In 2004, budget hotel company Travelodge bought two Thistle Hotels in London, the Thistle London Islington and the Thistle London Ryan. In 2008, Thistle Hotels announced that it was currently undergoing a £100 million re-branding to maintain consistency across the group. Thistle Cardiff the Parc reopened in September 2008 after being closed for 17 months due to fire and has been refurbished throughout. The hotel underwent a £15m transformation.
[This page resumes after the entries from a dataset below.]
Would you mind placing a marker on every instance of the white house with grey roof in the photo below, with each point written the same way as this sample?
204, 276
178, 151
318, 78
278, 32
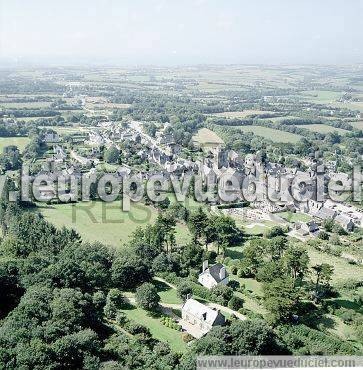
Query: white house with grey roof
198, 319
213, 275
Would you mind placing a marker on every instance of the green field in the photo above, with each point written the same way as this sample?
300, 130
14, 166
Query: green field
321, 96
157, 329
294, 217
20, 142
105, 222
324, 129
358, 125
343, 271
276, 136
207, 138
242, 114
27, 105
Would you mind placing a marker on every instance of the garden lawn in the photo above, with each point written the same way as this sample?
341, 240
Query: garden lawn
157, 329
343, 271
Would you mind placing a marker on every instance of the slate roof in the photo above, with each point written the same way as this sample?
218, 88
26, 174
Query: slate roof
200, 311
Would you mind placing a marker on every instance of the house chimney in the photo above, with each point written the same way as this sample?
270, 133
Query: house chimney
222, 273
205, 265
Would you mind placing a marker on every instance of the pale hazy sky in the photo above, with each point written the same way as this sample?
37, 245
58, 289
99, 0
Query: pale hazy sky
182, 31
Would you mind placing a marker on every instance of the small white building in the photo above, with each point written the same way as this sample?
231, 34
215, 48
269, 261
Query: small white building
213, 275
198, 319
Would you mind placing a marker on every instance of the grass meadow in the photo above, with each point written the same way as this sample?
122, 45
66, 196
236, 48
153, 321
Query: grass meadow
20, 142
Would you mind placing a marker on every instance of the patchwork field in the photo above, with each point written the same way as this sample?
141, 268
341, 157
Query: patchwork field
276, 136
27, 105
20, 142
105, 222
321, 96
241, 114
324, 129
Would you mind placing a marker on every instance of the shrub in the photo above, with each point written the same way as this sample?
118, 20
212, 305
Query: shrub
234, 270
187, 337
121, 318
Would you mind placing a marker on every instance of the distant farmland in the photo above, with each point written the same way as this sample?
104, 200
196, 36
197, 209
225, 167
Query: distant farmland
276, 136
242, 114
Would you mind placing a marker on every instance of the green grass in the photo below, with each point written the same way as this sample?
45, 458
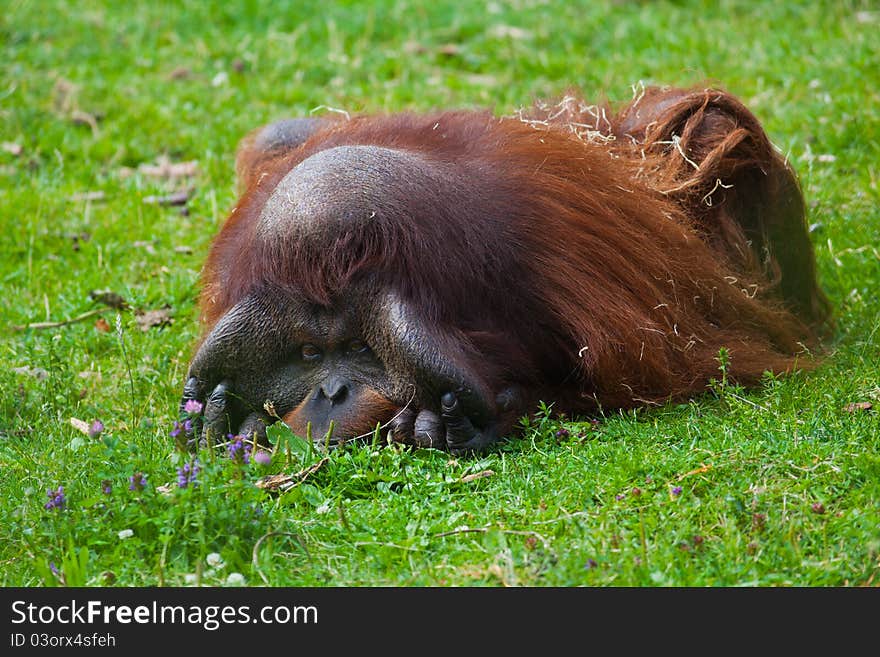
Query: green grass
779, 486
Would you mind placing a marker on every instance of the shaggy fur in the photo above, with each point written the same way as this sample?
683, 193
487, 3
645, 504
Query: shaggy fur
586, 257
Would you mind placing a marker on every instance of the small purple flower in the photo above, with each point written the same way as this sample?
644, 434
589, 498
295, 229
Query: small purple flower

In 2015, the managed part of the estate was sold by its owners CIT Holdings Ltd. glh. was unsuccessful in its bid, meaning the majority of the provincial estate changed management, being run by Accor Hotels.

==Corporate affairs==
The CEO was Tim Scoble until 2012, he was the CEO of Little Chef for two years from 2004 to 2006. He was succeeded by Mike De Noma who was CEO from 2012 - 2016, followed by Neil Gallagher from 2016 to 2018 and Alan Morgan from 2018 to 2020. The current CEO of the Clermont Hotel Group is Gavin Taylor.

==Locations==
Clermont Hotel Group, parent company of Thistle, also previously operated three hotels in London under the Guoman brand, Tower Hotel, The Cumberland and the Royal Horseguards Hotel, which have now rebranded under their own names.